Prove that a plane section of a right circular cone is a conic and find its foci. Prove that the latera recta of all plane sections of a right circular cone, which touch a given sphere whose centre is the vertex of the cone, are equal.
What is meant by the physical independence of forces? Explain briefly the nature of the evidence on which it is based.
Find a construction for the line of quickest descent from a straight line to a circle in the same vertical plane. Apply it to finding the time of quickest descent from a vertical straight line to a circle whose centre is at a distance of 10 feet from it and whose radius is 3 feet.
A particle is projected with velocity \(u\) from the foot of an inclined plane, the vertical plane containing the line of greatest slope, in a direction making an angle \(\alpha\) with the plane; find the range, the inclination of the plane to the horizontal being \(\theta\). If the particle strikes the plane at an angle \(\beta\) with a velocity \(v\), prove that \(\cot\beta=\cot\alpha-2\tan\theta\) and \(v=u\sin\alpha\text{cosec}\beta\).
Discuss the simple harmonic motion of a particle, investigating the velocity at any point of its path, and the time of describing any given portion of the path. An elastic string of natural length \(a\) and modulus \(\lambda\) is stretched between two points on a smooth horizontal table. A particle of mass \(m\) is fastened to its middle point and displaced in the direction of the string; find the time of a small oscillation.

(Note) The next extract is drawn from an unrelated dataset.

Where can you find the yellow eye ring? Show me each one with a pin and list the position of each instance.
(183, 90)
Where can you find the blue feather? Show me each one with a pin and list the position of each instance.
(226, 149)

Prove Leibnitz's Theorem for the \(n\)th differential coefficient of a product. If \(y=\sin(p\sin^{-1}x)\), shew that \[ (1-x^2)\frac{d^{n+2}y}{dx^{n+2}} - (2n+1)x\frac{d^{n+1}y}{dx^{n+1}} - (n^2-p^2)\frac{d^ny}{dx^n} = 0. \]
Investigate a method of determining the maximum and minimum values of a function of one independent variable. Find the maximum and minimum values of the expression \[ (x+1)^2(9x^2+2x-49). \]
Evaluate: \[ \text{(i) } \int \frac{dx}{5-2x-3x^2}, \quad \text{(ii) } \int \frac{3\cos x+4\sin x}{2\cos x-3\sin x}dx, \quad \text{(iii) } \int_0^1 \frac{dx}{1+2x\cos\alpha+x^2}. \]
Obtain expressions for the area of a curve when its equation is given by (i) \(r=f(\theta)\) and (ii) \(p=f(r)\). Find the area of a loop of the curve \[ p^2(4a^2-3r^2)=r^4. \]
The theory of poles and polars, developed by projective methods.